“Pode a mãe esquecer o seu filho?” (Is 40,15)

“Era tarde de maio,
as roseiras estavam brancas em flor,
na cozinha preparava-se chá de sabugueiro,
minha mãe era viva,
e eu, mesmo com tosse, era feliz”
(Diego Lellis)

 

Dizem acerca de quem é bondoso que tem coração de mãe. Sobre o amor dela, afirmam que não há igual… Dom Helder Câmara, sempre sábio, disse que as mães são “sócias de Deus”. De fato, é no colo delas que normalmente fazemos as primeiras experiências de Deus, que é amor. A sua cantiga de ninar fez nosso choro soluçado cessar e a sensação de segurança voltou. No cheiro dela, retornamos ao abrigo do útero e nos sentimos protegidos outra vez. Passamos mais ou menos nove meses lá e fomos amados antes de vir à luz.
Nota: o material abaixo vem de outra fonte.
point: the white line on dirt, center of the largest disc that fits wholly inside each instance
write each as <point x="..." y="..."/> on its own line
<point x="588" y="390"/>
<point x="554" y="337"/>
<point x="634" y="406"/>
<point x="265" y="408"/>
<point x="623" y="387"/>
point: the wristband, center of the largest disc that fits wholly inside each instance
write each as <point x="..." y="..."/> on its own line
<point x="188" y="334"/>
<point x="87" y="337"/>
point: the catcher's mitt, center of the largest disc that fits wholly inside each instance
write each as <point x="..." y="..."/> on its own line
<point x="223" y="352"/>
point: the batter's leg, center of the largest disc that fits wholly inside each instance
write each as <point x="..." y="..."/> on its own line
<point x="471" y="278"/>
Não é à toa que o amor de Deus é comparado ao amor maternal. Gerados no seu ventre, não podemos viver sem ele. Como uma mãe não se esquece de um filho, o Senhor não se esquece de seu povo, disse Isaías (cf. 49,15).

Sabendo, porém, dos limites do amor humano, mesmo o amor de mãe, o profeta completou: “Ainda que ela se esquecesse do filho que amamenta, do fruto das suas entranhas, Deus nunca se esquecerá de nós (cf. Is 49,15). É o caso de filhos que foram deixados por suas mães – e certamente não é falta de amor, mas de condições físicas, psíquicas, sociais e econômicas para criá-los – e, longe do aconchego maternal, fizeram a experiência do amor de Deus em outros braços: nos braços da avó, de uma tia, de uma irmã mais velha ou até de uma mãe antes desconhecida que o gerou nas entranhas do coração.

Esse negócio de ser gerado no coração é muito bíblico. Estudando os Atos dos Apóstolos com meus alunos, tenho dito a eles que Lucas – autor de Atos – percebeu claramente que a circuncisão (aquela marca feita na glande do pênis do garoto judeu, significando a pertença ao seu povo e, por sua vez, ao Deus de Israel) não era mais nas partes íntimas do corpo, mas na intimidade do coração. Desde Ezequiel, alimentava-se a promessa que Deus daria um novo espírito à sua gente. Esse inscreveria a sua lei em seus corações. Não mais na pedra; não mais nos papiros e pergaminhos sagrados, mas na intimidade sagrada dos corações reverentes.

Outro dia, tive a alegria de assistir um filme, desses raros que valem mesmo a pena. Recomendo! É Lion, uma jornada para casa. O filme é todo sensibilidade e ternura, apesar da dor que escapa de cada cena. Uma criança de cinco anos se perde de sua família e é adotada por um casal irlandês. Lion não encontra porto seguro na sua trajetória existencial enquanto não refaz o caminho de casa. Mas esse itinerário tem um preço de crises com a família que o gerou nas entranhas do coração. E, conversando com sua mãe adotiva sobre seus dramas, o jovem que se procura diz mais ou menos assim: “Eu sinto muito por você não ter podido gerar filhos e ter adotado”. Ela lhe responde: “Quem disse que eu não posso ter filhos? Eu e seu pai escolhemos ter você e seu irmão (também adotado). Eu poderia ter engravidado, mas escolhi amar você. Eu te gerei no meu ventre pelo desejo de ter-te comigo. Eu sou sua mãe”.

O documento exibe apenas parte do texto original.